The PS5 maker also argued that the CMA discounts Microsoft’s incentive to forgo PlayStation players in order to boost the value of its rival subscription library, Game Pass, and said that even subtle differences in the quality of the game on different platforms can have a huge impact, citing tech comparisons like those by Digital Foundry. “It is difficult to conceive of an industry where consumers are more attuned to quality and where quality affects purchasing decisions,” Sony wrote. “Call of Duty gamers are passionate, knowledgeable, and sophisticated.”
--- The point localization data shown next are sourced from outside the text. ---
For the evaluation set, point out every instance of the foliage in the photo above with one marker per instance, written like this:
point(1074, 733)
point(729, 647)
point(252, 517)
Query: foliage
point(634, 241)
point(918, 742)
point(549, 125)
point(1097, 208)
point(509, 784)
Sony has gotten a lot of criticism for opposing this deal over concerns about exclusives considering its own history of paying for them, including a recent deal with Square Enix to make this summer’s Final Fantasy XVI a PS5 console exclusive. But it’s at least been consistent in its logic. It thinks exclusives matter a lot, which is why it pays for them and why it’s so terrified of its rival doing the same.

Microsoft originally planned for the deal to close by the end of June, though it’s also still awaiting approval from the European Union and facing an antitrust lawsuit by the Federal Trade Commission. It’s also unclear how the deal will affect some of 2023’s biggest releases like a reportedly new standalone Call of Duty: Modern Warfare game and Diablo IV.